# VXRS Headset Bearings



## JMRR1 (Apr 8, 2009)

Anyone know a source for headset bearings for a VXRS Ulteam (2008)?

I can get them from the Australian distributor, but am fairly sure they are ripping us off at $120 per bearing!

Thanks.

JMRR1


----------



## OKI_Axehole (Oct 3, 2011)

You try Wrench Science, R&A, or Colorado Cyclery?

The wrench science guys know their stuff, but the other two will gove you a better price.


----------



## dnades (Apr 19, 2008)

Google Justin Spinelli. Luxe Wheelworks is his company. He is a Time Dealer as well and is located in Boston currently.


----------



## TDMaryld (Jan 3, 2008)

Does anyone have a copy of the manual on how to install the headset for a VXR team. Just purchased a new frame set and it did not have the manual.


----------



## cantride55 (Sep 19, 2008)

I mean this with the utmost respect:
Good freakin luck, I bought new bearings for my vxrs and e-mailed Time for a reference (just incase) 2 months ago.....as of yet, no reply. What's with French bike companys? They (Look / Time) create great rides yet seem to have crappy customer service.
Good news, didn't have a problem, you shouldn't either. Tighten the stem, part way then tap the plug in all the way before tightening the stem completely.


----------



## Maverick (Apr 29, 2004)

@cantride55,

have to agree the customer service sucks big time.
sent an email to TIME, enquiring on a repaint for my 5yr old TIME VXRS Ulteam. 
no response either, and that was about 3 months ago. 

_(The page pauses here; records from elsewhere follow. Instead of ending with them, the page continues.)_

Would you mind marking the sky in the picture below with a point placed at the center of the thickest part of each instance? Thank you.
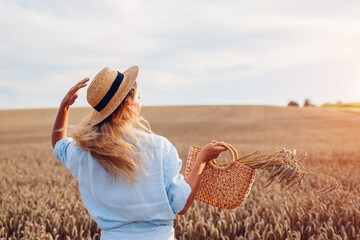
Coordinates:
(190, 52)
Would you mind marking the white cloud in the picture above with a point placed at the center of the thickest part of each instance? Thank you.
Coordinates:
(54, 44)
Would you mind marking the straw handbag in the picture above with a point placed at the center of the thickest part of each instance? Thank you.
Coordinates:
(222, 185)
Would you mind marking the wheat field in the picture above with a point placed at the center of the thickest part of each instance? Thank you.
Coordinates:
(40, 199)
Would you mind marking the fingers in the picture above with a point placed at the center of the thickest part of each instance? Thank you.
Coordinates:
(79, 85)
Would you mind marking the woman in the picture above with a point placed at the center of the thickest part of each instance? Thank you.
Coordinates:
(128, 177)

I'm located in Tokyo Japan by the way, and the nearest TIME rep is 500km away and rather than going thru the rep, prefer to deal direct with TIME. 
frame was bought in Singapore (I'm the original owner) in 2007.


----------



## cantride55 (Sep 19, 2008)

I've found that company's prefer customer's go through the lbs, and they go through I their distributors, which makes sense until you're in a place where there is one rep for many miles and the rep only shows up once a month to the lbs. If they forget the part the customer waits another month for the part. That's why I try to deal directly as well. Companys don't seem to understand that or care. They have my money already. I waited 2 months once for a der. hanger from the rep. Luckly, the lbs was good enough to strip one off a showroom bike for me. The two month wait was for a back up. What if the lbs. wouldn't strip one? I'd have to wait two months to ride that bike again?
Have you asked the lbs / dealer for the rep's contact info? Maybe you can meet and get the part asap. As for a manual, I don't know where they are on-line. Maybe the rep knows.
Good luck, ride safe.


----------



## stoked (Aug 6, 2004)

cantride55 said:


> I waited 2 months once for a der. hanger from the rep. Luckly, the lbs was good enough to strip one off a showroom bike for me. .


You know you can buy the DH from internet. Wheels manufacturing makes a copy. Mine took less than 10 days for delivery. 

Bearings might be hard to find. I agree that their customer service directly sucks big "TIME".


----------